Measurement of tissue viscosity to relate force and motion in collective cell migration
Molly McCord, Jacob Notbohm
TL;DR
The paper addresses how to relate force to motion in collective epithelial migration by decoupling active cellular forces from the tissue’s constitutive response. It treats the cell monolayer as an active viscous fluid with $\sigma^{ve}=\eta \dot{\varepsilon}_s$ and develops two complementary experimental routes to quantify tissue viscosity: (a) a hydrodynamic screening length $\lambda=\sqrt{\eta/\xi}$ inferred from edge protrusion spacing, and (b) a local effective viscosity $\eta^{eff}=\sigma_s/\dot{\varepsilon}_s$ derived from stress and strain-rate maps. The main findings show that tissue viscosity in MDCK epithelial monolayers is on the order of $50$–$250\,\mathrm{Pa\,h}$, that CN03 increases viscosity while cytochalasin D and reduced adhesions decrease it, and that metabolic inhibition reduces activity without changing viscosity in the short term. The study links microstructure (actin stress fibers and E-cadherin adhesions) to macroscopic material properties, providing first experimental measurements of tissue viscosity and a framework to separate active and viscous components of stress, with implications for understanding force–motion relationships in development, wound healing, and cancer invasion.
Abstract
In tissue development, wound healing, and cancer invasion, coordinated cell motion arises from active forces produced by the cells. The relationship between force and motion remains unclear, however, because the forces result from a sum of contributions from activity and the constitutive response of the cell collective. Here, we develop a method to decouple the forces due to activity from those due to constitutive response.
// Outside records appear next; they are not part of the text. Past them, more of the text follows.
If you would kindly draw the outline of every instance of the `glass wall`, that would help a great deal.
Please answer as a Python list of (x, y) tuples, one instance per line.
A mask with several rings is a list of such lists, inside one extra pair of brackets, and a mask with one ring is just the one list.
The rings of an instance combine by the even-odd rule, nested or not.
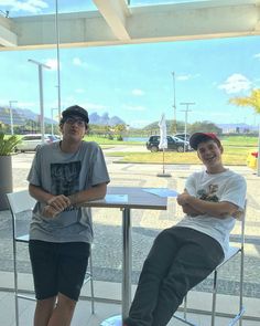
[[(165, 1), (167, 2), (177, 1)], [(140, 1), (132, 0), (130, 6), (136, 3), (140, 4)], [(153, 1), (142, 3), (149, 4)], [(3, 18), (14, 19), (15, 22), (15, 19), (23, 17), (24, 24), (26, 21), (35, 20), (35, 30), (31, 31), (33, 42), (35, 38), (52, 42), (51, 45), (45, 43), (44, 46), (28, 46), (22, 50), (14, 48), (13, 51), (0, 52), (0, 122), (1, 128), (4, 127), (7, 133), (10, 132), (10, 107), (17, 134), (23, 134), (40, 132), (41, 109), (44, 111), (45, 128), (50, 132), (52, 123), (57, 126), (58, 108), (64, 109), (78, 104), (89, 111), (90, 123), (94, 125), (101, 123), (111, 126), (112, 120), (117, 120), (117, 124), (140, 129), (141, 134), (150, 124), (154, 124), (153, 128), (158, 130), (162, 112), (169, 120), (172, 120), (174, 101), (177, 106), (176, 119), (182, 124), (182, 128), (185, 113), (181, 103), (191, 101), (196, 104), (188, 114), (191, 124), (207, 120), (221, 127), (223, 130), (230, 130), (235, 128), (234, 123), (236, 123), (241, 130), (257, 129), (258, 116), (250, 108), (232, 107), (228, 104), (228, 99), (259, 87), (259, 36), (93, 48), (86, 48), (79, 42), (78, 46), (65, 46), (64, 43), (73, 33), (66, 29), (66, 19), (74, 17), (75, 29), (77, 24), (85, 23), (88, 33), (88, 25), (83, 21), (84, 14), (88, 12), (96, 17), (97, 8), (93, 1), (58, 1), (58, 8), (55, 4), (55, 1), (39, 1), (39, 4), (28, 3), (28, 7), (24, 4), (21, 8), (11, 4), (0, 6)], [(42, 24), (39, 23), (41, 18)], [(23, 33), (24, 30), (20, 32)], [(42, 67), (43, 103), (40, 99), (40, 67)], [(57, 128), (55, 133), (58, 133)], [(246, 133), (241, 134), (241, 139), (246, 137), (245, 135)], [(141, 146), (144, 147), (144, 143)], [(182, 165), (174, 168), (180, 169), (176, 178), (173, 171), (173, 179), (159, 181), (154, 177), (153, 168), (149, 173), (145, 168), (140, 166), (137, 168), (130, 164), (123, 166), (123, 169), (116, 170), (109, 156), (108, 161), (112, 186), (130, 183), (139, 187), (160, 186), (182, 191), (191, 169)], [(137, 169), (140, 169), (139, 173)], [(259, 180), (246, 166), (236, 169), (246, 176), (249, 193), (245, 296), (259, 299), (260, 207), (259, 190), (256, 189)], [(94, 215), (95, 278), (120, 283), (121, 213), (117, 209), (95, 209)], [(154, 236), (162, 229), (174, 224), (181, 217), (182, 211), (175, 201), (170, 201), (166, 212), (140, 210), (133, 212), (132, 281), (134, 284), (138, 282), (142, 263)], [(238, 229), (231, 236), (235, 244)], [(25, 251), (21, 254), (23, 257), (21, 271), (29, 273), (30, 264)], [(6, 260), (6, 263), (1, 264), (2, 271), (11, 272), (10, 252), (7, 252), (6, 257), (3, 254), (1, 260)], [(238, 294), (238, 259), (224, 267), (220, 275), (220, 293)], [(197, 291), (208, 292), (208, 283), (199, 285)]]

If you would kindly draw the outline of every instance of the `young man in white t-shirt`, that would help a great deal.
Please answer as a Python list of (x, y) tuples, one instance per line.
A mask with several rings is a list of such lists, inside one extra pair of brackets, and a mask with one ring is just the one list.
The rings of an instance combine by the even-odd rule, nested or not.
[(189, 144), (206, 169), (193, 173), (177, 197), (184, 219), (154, 240), (124, 326), (166, 325), (186, 293), (224, 260), (243, 210), (246, 181), (224, 167), (217, 136), (195, 133)]

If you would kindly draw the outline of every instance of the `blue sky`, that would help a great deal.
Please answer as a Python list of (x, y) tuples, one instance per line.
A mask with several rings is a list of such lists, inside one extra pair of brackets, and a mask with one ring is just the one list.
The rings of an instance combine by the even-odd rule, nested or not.
[[(1, 10), (3, 1), (10, 2), (0, 0)], [(40, 111), (37, 67), (29, 59), (52, 66), (43, 70), (44, 108), (51, 117), (57, 106), (55, 50), (0, 52), (0, 105), (18, 101), (13, 106)], [(159, 120), (162, 113), (172, 119), (172, 72), (177, 120), (184, 120), (183, 102), (195, 103), (188, 123), (260, 120), (252, 109), (228, 104), (260, 87), (259, 36), (61, 50), (62, 108), (77, 103), (132, 127)]]

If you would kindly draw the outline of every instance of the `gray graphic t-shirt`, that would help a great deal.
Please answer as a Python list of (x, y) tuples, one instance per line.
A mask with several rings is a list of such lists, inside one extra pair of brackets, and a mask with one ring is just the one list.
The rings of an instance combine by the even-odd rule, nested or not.
[[(63, 153), (59, 143), (42, 146), (35, 154), (28, 180), (53, 194), (69, 196), (109, 182), (105, 158), (96, 143), (82, 141), (74, 154)], [(91, 242), (90, 208), (69, 207), (55, 218), (44, 218), (46, 203), (33, 210), (30, 239), (51, 242)]]

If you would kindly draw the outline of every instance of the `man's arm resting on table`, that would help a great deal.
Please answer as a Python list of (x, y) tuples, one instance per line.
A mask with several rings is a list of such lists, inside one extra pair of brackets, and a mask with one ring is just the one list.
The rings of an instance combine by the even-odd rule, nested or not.
[(87, 190), (83, 190), (74, 194), (71, 194), (68, 196), (68, 199), (71, 200), (72, 204), (80, 206), (82, 203), (86, 201), (102, 199), (106, 196), (106, 193), (107, 193), (107, 183), (99, 183), (99, 185), (93, 186), (91, 188)]
[(199, 214), (209, 214), (215, 218), (224, 219), (227, 214), (235, 215), (238, 211), (238, 207), (228, 201), (212, 202), (198, 199), (184, 192), (178, 196), (177, 202), (183, 207), (188, 204), (191, 209), (199, 212)]
[(72, 204), (68, 197), (64, 194), (54, 196), (32, 183), (29, 185), (29, 192), (37, 201), (46, 203), (42, 212), (45, 218), (53, 218)]

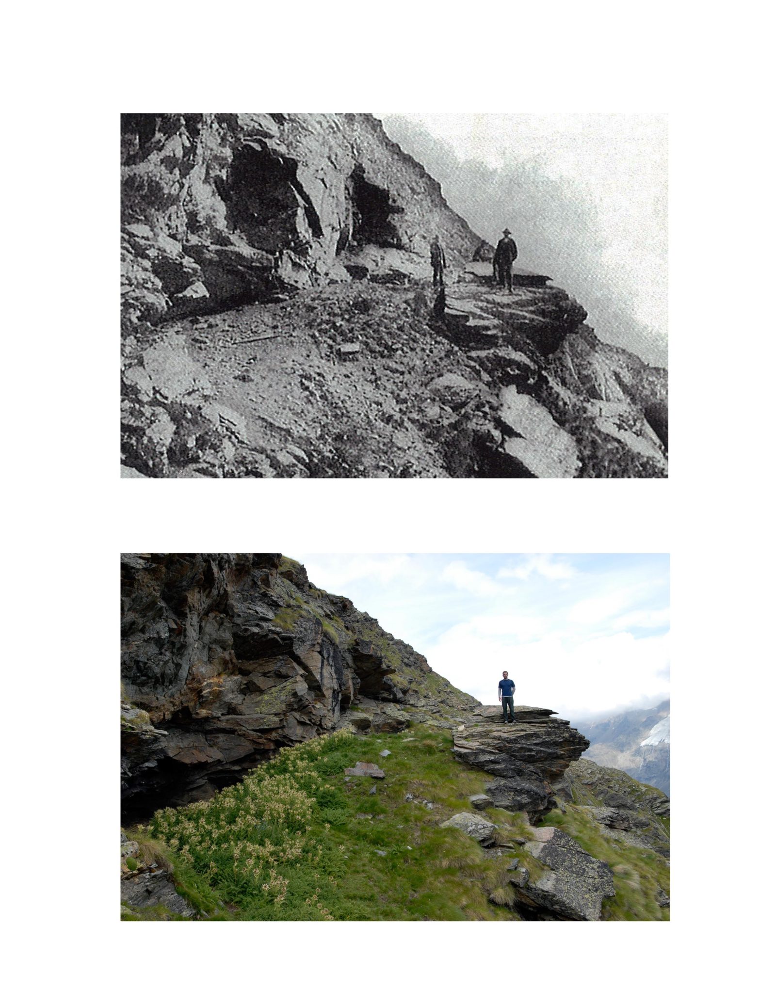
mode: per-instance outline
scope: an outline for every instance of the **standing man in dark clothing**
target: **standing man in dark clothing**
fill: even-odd
[[[504,236],[496,247],[493,256],[493,269],[500,286],[506,286],[512,292],[512,262],[517,258],[517,244],[509,236],[511,231],[505,230]]]
[[[507,709],[509,709],[509,721],[514,722],[515,720],[515,685],[509,679],[509,674],[506,670],[504,670],[501,676],[502,679],[499,680],[499,700],[504,710],[504,724],[506,725]]]
[[[434,285],[444,286],[444,273],[447,268],[445,261],[445,251],[439,242],[439,234],[436,234],[431,242],[431,267],[434,269]]]

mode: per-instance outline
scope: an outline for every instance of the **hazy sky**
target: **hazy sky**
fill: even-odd
[[[377,115],[389,134],[392,114]],[[668,332],[667,115],[402,112],[401,117],[448,143],[461,160],[495,169],[538,161],[547,176],[573,182],[595,208],[604,235],[601,287],[613,290],[636,320]],[[465,206],[453,208],[466,216]],[[476,221],[469,222],[476,230]],[[519,221],[509,225],[519,232]],[[495,242],[498,235],[483,236]],[[559,264],[541,267],[557,270]]]
[[[583,721],[669,695],[669,558],[654,554],[294,554],[486,704]]]

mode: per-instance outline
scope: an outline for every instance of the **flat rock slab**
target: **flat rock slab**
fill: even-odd
[[[517,434],[504,451],[535,478],[575,477],[580,467],[576,443],[547,409],[514,387],[502,388],[500,399],[499,419]]]
[[[476,708],[472,714],[476,718],[497,720],[504,718],[504,710],[500,704],[484,704],[481,708]],[[557,712],[550,708],[531,708],[526,704],[515,705],[515,718],[519,722],[538,721],[542,718],[549,718],[550,715],[557,715]]]
[[[493,834],[498,828],[495,823],[483,819],[482,816],[475,815],[473,812],[459,812],[440,825],[453,826],[455,829],[463,830],[464,833],[473,836],[475,840],[479,840],[486,847],[494,842]]]
[[[380,770],[376,763],[364,763],[358,760],[354,767],[345,767],[346,777],[377,777],[385,776],[385,771]]]

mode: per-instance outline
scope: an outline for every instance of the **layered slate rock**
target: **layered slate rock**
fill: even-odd
[[[600,920],[602,901],[614,896],[608,864],[554,826],[535,829],[533,835],[525,848],[545,870],[537,880],[516,877],[518,911],[530,920]]]
[[[121,116],[125,319],[451,264],[480,239],[368,114]]]
[[[670,856],[666,820],[671,803],[659,789],[586,757],[571,764],[555,788],[580,806],[607,839]]]
[[[121,687],[123,806],[139,816],[339,727],[450,724],[477,706],[279,554],[123,555]]]
[[[567,769],[561,783],[580,804],[603,803],[612,809],[648,812],[658,817],[671,814],[671,800],[659,789],[636,781],[622,770],[601,767],[586,757]]]
[[[121,210],[123,477],[668,473],[666,371],[494,288],[368,114],[122,115]]]
[[[517,707],[515,722],[504,725],[501,708],[486,707],[472,716],[473,724],[454,730],[456,759],[495,775],[485,787],[498,808],[526,811],[535,821],[557,804],[552,783],[588,742],[554,714],[549,708]]]

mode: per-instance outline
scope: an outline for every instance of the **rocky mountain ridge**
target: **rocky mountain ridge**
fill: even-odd
[[[238,840],[234,827],[244,817],[231,808],[224,817],[219,806],[244,796],[264,805],[261,777],[272,792],[266,811],[270,803],[277,806],[281,792],[296,804],[295,770],[289,768],[291,788],[271,780],[288,755],[299,764],[322,756],[329,782],[321,778],[310,790],[330,806],[320,817],[326,830],[329,820],[340,826],[351,817],[368,822],[371,813],[352,816],[347,806],[359,804],[353,799],[381,804],[393,791],[392,798],[414,806],[406,809],[415,820],[413,839],[453,827],[479,844],[482,858],[495,862],[488,883],[502,884],[487,887],[490,902],[523,920],[600,919],[608,910],[604,901],[621,891],[607,854],[612,861],[637,862],[651,883],[653,866],[665,871],[651,863],[668,856],[663,820],[669,802],[662,792],[581,760],[588,740],[548,708],[518,707],[515,722],[503,724],[500,708],[458,691],[350,600],[312,585],[303,566],[289,558],[125,554],[121,610],[124,816],[127,822],[147,819],[159,809],[152,835],[172,839],[178,817],[171,807],[180,806],[181,833],[189,841],[183,859],[192,867],[198,847],[213,853],[207,849],[216,831],[206,819],[211,803],[214,819],[226,826],[225,847]],[[440,735],[452,736],[452,745],[440,743]],[[413,743],[419,744],[416,753]],[[352,749],[344,754],[349,759],[337,759],[337,748]],[[297,753],[301,759],[294,759]],[[439,760],[436,772],[426,781],[400,779],[409,790],[397,788],[395,762],[419,770],[432,754]],[[460,806],[461,785],[472,792],[469,811],[451,816],[446,805]],[[313,804],[307,800],[309,818]],[[265,825],[261,816],[256,821],[259,829]],[[205,842],[193,837],[201,825],[211,834],[207,840],[203,835]],[[248,855],[260,852],[250,842],[253,826],[236,854],[241,847]],[[294,855],[301,853],[299,838],[296,832]],[[176,856],[179,842],[168,853],[158,839],[148,842],[143,827],[131,836],[122,832],[125,919],[200,917],[173,878],[168,857]],[[278,866],[285,859],[278,858]],[[209,877],[214,867],[211,857]],[[269,877],[286,889],[289,880],[277,880],[274,870]],[[278,894],[281,903],[284,895]]]
[[[666,371],[495,291],[370,115],[124,115],[121,157],[125,476],[666,476]]]
[[[616,767],[643,784],[671,793],[671,702],[605,719],[579,723],[590,740],[583,754],[602,767]]]

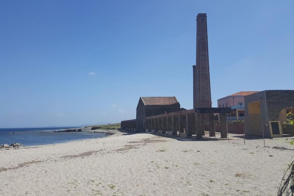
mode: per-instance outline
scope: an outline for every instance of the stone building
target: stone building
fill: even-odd
[[[294,106],[294,91],[264,91],[245,96],[245,102],[246,135],[262,137],[263,129],[266,138],[293,135],[294,126],[283,123],[289,108]]]
[[[141,97],[137,106],[136,130],[145,131],[146,117],[180,111],[176,97]]]

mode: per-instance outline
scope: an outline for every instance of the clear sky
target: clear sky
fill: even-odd
[[[118,122],[136,118],[140,96],[192,108],[198,13],[213,106],[239,91],[293,88],[293,0],[3,0],[0,128]]]

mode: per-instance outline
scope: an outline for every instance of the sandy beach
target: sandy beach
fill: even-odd
[[[191,141],[119,132],[0,150],[0,195],[276,195],[289,140]]]

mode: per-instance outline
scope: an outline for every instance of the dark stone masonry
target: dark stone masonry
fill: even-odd
[[[230,113],[230,108],[211,107],[206,14],[198,14],[196,21],[193,109],[181,108],[176,97],[141,97],[136,119],[121,121],[122,129],[178,134],[184,137],[196,135],[197,138],[201,139],[205,130],[209,131],[209,136],[215,136],[214,115],[219,114],[217,127],[220,137],[228,137],[226,117]],[[265,91],[246,96],[245,100],[245,120],[242,129],[247,135],[262,136],[263,133],[268,138],[294,135],[294,128],[284,124],[290,107],[294,106],[294,91]]]

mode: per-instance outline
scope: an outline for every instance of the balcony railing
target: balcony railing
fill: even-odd
[[[244,117],[239,116],[238,118],[238,120],[244,120]],[[237,120],[237,117],[235,116],[229,116],[228,118],[227,118],[226,117],[225,118],[225,120]]]
[[[235,109],[243,109],[245,108],[244,105],[233,105],[231,106],[231,110],[235,110]]]

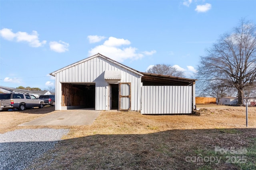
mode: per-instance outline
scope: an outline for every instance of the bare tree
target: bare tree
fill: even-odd
[[[146,72],[175,77],[184,77],[183,71],[177,70],[177,68],[170,64],[157,64],[149,68]]]
[[[201,57],[198,74],[210,84],[221,81],[236,89],[238,104],[242,104],[244,91],[256,83],[256,27],[244,19],[231,34],[221,36]]]
[[[48,90],[50,92],[50,93],[52,95],[55,94],[55,88],[54,88],[52,87],[48,87],[48,89],[46,90]]]
[[[215,98],[217,105],[220,104],[220,99],[221,98],[229,96],[233,92],[232,88],[227,86],[223,82],[219,81],[212,82],[207,86],[203,87],[200,96],[208,96]]]

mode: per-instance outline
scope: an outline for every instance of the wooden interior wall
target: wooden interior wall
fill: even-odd
[[[68,83],[62,84],[62,106],[85,106],[85,92]]]

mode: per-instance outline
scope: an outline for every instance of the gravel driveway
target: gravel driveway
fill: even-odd
[[[23,170],[54,147],[68,129],[22,129],[0,134],[0,170]]]

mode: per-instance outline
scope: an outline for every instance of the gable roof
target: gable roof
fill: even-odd
[[[111,62],[113,63],[115,63],[115,64],[116,64],[117,65],[119,65],[119,66],[122,66],[122,67],[124,67],[124,68],[126,68],[127,69],[130,70],[130,71],[132,71],[132,72],[134,72],[137,73],[138,74],[139,74],[141,76],[143,76],[143,74],[142,74],[140,72],[139,72],[138,71],[137,71],[137,70],[134,70],[134,69],[133,68],[132,68],[130,67],[128,67],[127,66],[125,66],[125,65],[124,65],[124,64],[121,64],[120,63],[118,63],[117,61],[114,61],[114,60],[113,60],[113,59],[110,59],[110,58],[109,58],[108,57],[106,57],[106,56],[104,56],[103,55],[102,55],[100,54],[99,53],[98,53],[97,54],[96,54],[96,55],[94,55],[93,56],[92,56],[91,57],[89,57],[88,58],[87,58],[86,59],[84,59],[83,60],[80,60],[80,61],[78,61],[77,62],[74,63],[72,64],[71,64],[70,65],[68,65],[67,66],[65,66],[64,67],[63,67],[63,68],[60,68],[60,69],[59,70],[56,70],[55,71],[54,71],[54,72],[53,72],[51,73],[50,73],[50,74],[52,76],[55,76],[55,74],[56,74],[56,73],[57,73],[58,72],[60,72],[61,71],[62,71],[62,70],[64,70],[66,69],[67,68],[69,68],[71,67],[72,67],[73,66],[75,66],[76,65],[78,64],[80,64],[81,63],[82,63],[84,62],[85,61],[88,61],[88,60],[90,60],[90,59],[93,59],[94,58],[97,57],[100,57],[102,58],[103,59],[106,59],[107,60],[108,60],[108,61],[110,61]]]

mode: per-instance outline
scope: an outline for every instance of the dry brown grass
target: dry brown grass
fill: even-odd
[[[68,127],[70,132],[54,149],[34,160],[28,169],[256,168],[256,107],[249,108],[249,128],[245,127],[245,107],[210,105],[198,106],[197,108],[201,108],[200,116],[102,111],[91,125],[50,127]],[[17,125],[42,115],[0,112],[4,120],[8,117],[16,120],[16,123],[5,121],[4,124],[1,123],[0,132],[8,131],[8,122],[10,130],[30,128]],[[215,153],[215,147],[246,148],[248,151],[246,162],[226,163],[227,155]],[[222,158],[218,164],[216,162],[185,161],[186,156],[198,155]]]

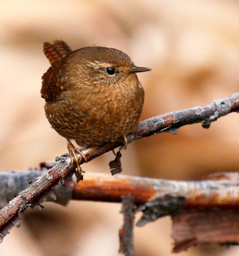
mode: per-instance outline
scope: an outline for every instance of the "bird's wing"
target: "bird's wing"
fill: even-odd
[[[59,72],[60,62],[56,62],[50,66],[48,70],[42,76],[42,97],[47,102],[53,102],[66,89],[67,77],[63,76]]]
[[[45,42],[43,46],[45,55],[50,64],[58,61],[65,57],[72,50],[63,40],[56,40],[52,44]]]

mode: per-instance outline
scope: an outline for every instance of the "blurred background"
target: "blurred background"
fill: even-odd
[[[0,1],[0,170],[38,167],[66,152],[50,128],[40,97],[50,66],[43,42],[61,39],[72,49],[95,44],[121,49],[139,66],[145,90],[141,119],[204,105],[238,91],[239,2],[209,0]],[[200,179],[239,171],[239,116],[220,118],[209,129],[194,124],[177,135],[160,134],[130,144],[123,173],[169,179]],[[112,152],[84,164],[109,173]],[[117,255],[123,216],[117,204],[45,203],[27,210],[20,228],[1,245],[1,255]],[[171,223],[164,218],[135,228],[137,256],[171,255]],[[180,255],[236,255],[238,247],[192,248]]]

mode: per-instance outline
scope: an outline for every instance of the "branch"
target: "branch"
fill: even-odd
[[[42,166],[45,169],[45,166],[50,168],[53,164],[56,163],[45,163]],[[11,188],[12,195],[24,189],[27,186],[27,180],[33,179],[33,173],[37,177],[42,171],[32,169],[0,173],[0,198],[3,198],[3,202],[6,197],[9,198],[6,192],[10,192]],[[201,181],[167,180],[123,175],[112,177],[109,174],[93,173],[88,173],[85,176],[84,180],[79,184],[75,182],[72,188],[58,187],[58,202],[65,205],[71,199],[120,202],[123,198],[128,200],[130,196],[130,202],[141,205],[137,212],[144,212],[137,226],[141,227],[165,215],[172,216],[174,252],[180,252],[200,243],[239,243],[239,225],[236,224],[238,173],[216,173]],[[10,186],[12,180],[16,181],[17,185],[23,186]],[[135,210],[130,201],[125,201],[122,207],[125,223],[120,231],[120,250],[134,255],[132,225]],[[182,209],[178,211],[180,209]],[[8,230],[19,223],[17,217],[4,226],[3,230],[6,231],[6,227]]]
[[[155,116],[139,122],[135,133],[127,136],[128,143],[162,132],[174,132],[179,127],[189,124],[202,122],[203,126],[208,128],[211,122],[218,118],[238,110],[239,93],[236,93],[227,98],[214,100],[210,104],[203,107],[195,107]],[[119,140],[99,148],[83,148],[82,152],[88,161],[89,161],[122,144],[122,141]],[[49,191],[60,179],[72,174],[75,166],[71,166],[67,154],[57,157],[56,161],[58,163],[56,165],[33,181],[27,189],[20,192],[0,210],[0,234],[1,229],[15,220],[19,212],[24,211],[29,205],[33,205],[36,200],[39,200],[46,191]],[[84,159],[82,158],[79,163],[81,164],[83,163]]]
As a model of an epithelial tissue, we use a monolayer of epithelial cells in the fluid state, for which the constitutive behavior is that of a viscous fluid. By careful study of the distribution of the ratio between shear stress and strain rate, we show that the order of magnitude of viscosity within the epithelial tissue is 100 Pa-hr and that increasing (decreasing) the actomyosin cytoskeleton and cell-cell adhesions increase (decrease) the magnitude of tissue viscosity. These results establish tissue viscosity as a meaningful way to describe the mechanical behavior of epithelial tissues, and demonstrate a direct relationship between tissue microstructure and material properties. By providing the first experimental measurement of tissue viscosity, our study is a step toward separating the active and constitutive components of stress, in turn clarifying the relationship between force and motion and providing a new means of identifying how active cell forces evolve in space and time.